Admittedly, the GOP has at least one legitimate grievance:  Obama already got his tax hike — back in January.  How in the world did he think he’d get to dip into that pool twice???  I favor tax hikes, but he’s simply being unrealistic.  He bet his chips and underplayed his hand.

Instead of a tax hike, Obama should now consider means-testing Medicare and Social Security.  No one would argue that rich old people need those benefits (even tho they helped pay for them, as they’ll whine all the way to the grave).  I should know — my dad is one of those people.  He hates gov’t and taxes, but does he gladly cash those SSI checks and covet his low-cost Medicare?  You better believe it.  He doesn’t need either, and the savings would be tremendous.  Moreover, the GOP wouldn’t be able to whine about tax hikes, since they, too, want to scale back entitlements.  Obama should get Paul Ryan on the phone right now and join forces in an ambush of Congress.

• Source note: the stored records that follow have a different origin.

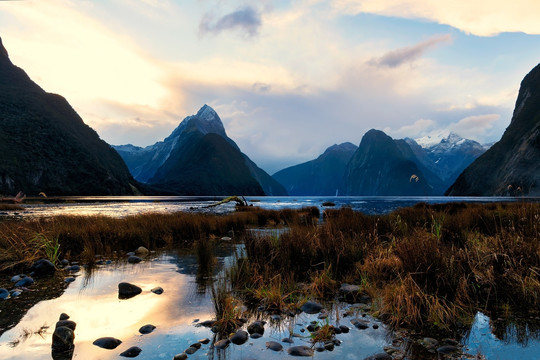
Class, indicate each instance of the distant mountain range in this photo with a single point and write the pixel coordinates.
(46, 147)
(198, 158)
(512, 165)
(383, 166)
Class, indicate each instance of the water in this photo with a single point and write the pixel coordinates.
(124, 206)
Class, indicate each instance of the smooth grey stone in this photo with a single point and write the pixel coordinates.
(147, 329)
(107, 342)
(240, 337)
(256, 327)
(24, 282)
(133, 351)
(311, 307)
(274, 345)
(66, 323)
(222, 344)
(127, 290)
(43, 267)
(134, 259)
(300, 351)
(157, 290)
(4, 294)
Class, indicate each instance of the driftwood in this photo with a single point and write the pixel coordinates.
(19, 198)
(240, 201)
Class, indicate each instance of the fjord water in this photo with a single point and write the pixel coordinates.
(92, 299)
(119, 206)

The other thing that should be done is a HUGE cutback on defense spending.  This is the one silver-lining to the sequester:  we’ll see dramatic cutbacks without the sky falling.  Defense contractors are the welfare-queens of the modern era.  (Only bested by big-agriculture, who would also lose their subsidies in an ideal world.)  Defense Secretary Panetta is being a tool for arguing otherwise.  We should peg our defense spending to, say, the equivalent of the total of the next 5 top military spending countries — think that sounds ludicrous?  We currently outspend the top 14.  Per capita, only the United Arab Emirates spend more.  Israel, Singapore, and Saudi Arabia are distant followers.

Yes, defense spending creates jobs — which is why it’s so odd to hear the GOP says gov’t NEVER creates jobs (see: Marco Rubio, State of the Union response).  The question is: what kinds of jobs and benefits do we want to produce with gov’t spending?  Schools and infrastructure, or tanks and nuclear submarines???

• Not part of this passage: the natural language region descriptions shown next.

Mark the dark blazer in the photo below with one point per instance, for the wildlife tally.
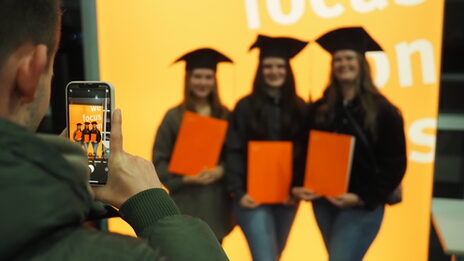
(211, 202)
(372, 184)
(240, 133)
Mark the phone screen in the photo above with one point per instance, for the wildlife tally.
(89, 125)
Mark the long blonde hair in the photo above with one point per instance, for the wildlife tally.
(218, 110)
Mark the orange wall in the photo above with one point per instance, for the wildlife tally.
(138, 40)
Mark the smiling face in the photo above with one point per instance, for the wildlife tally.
(346, 66)
(202, 82)
(274, 71)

One thing’s for sure:  it’s not going to be pretty.  As Krugman says in today’s Times, the sequester slashes government spending without actually addressing the real drivers of gov’t debt — health care and old-age pensions.  Oy gevalt.

Dog days…

February 17, 2013

Sadly, we had an ‘incident’ today between our dog and our 7-year old.  The boy got in the dog’s face, and the dog snapped back, resulting in the mom feeling uneasy having the dog around the baby. 

If you or anyone you know would be interested in adopting said dog — she’s a lovely mutt, about 9-years old, very loyal but a bit skittish around other dogs — please be in touch.  We love her so much; we very badly want to find her a decent home.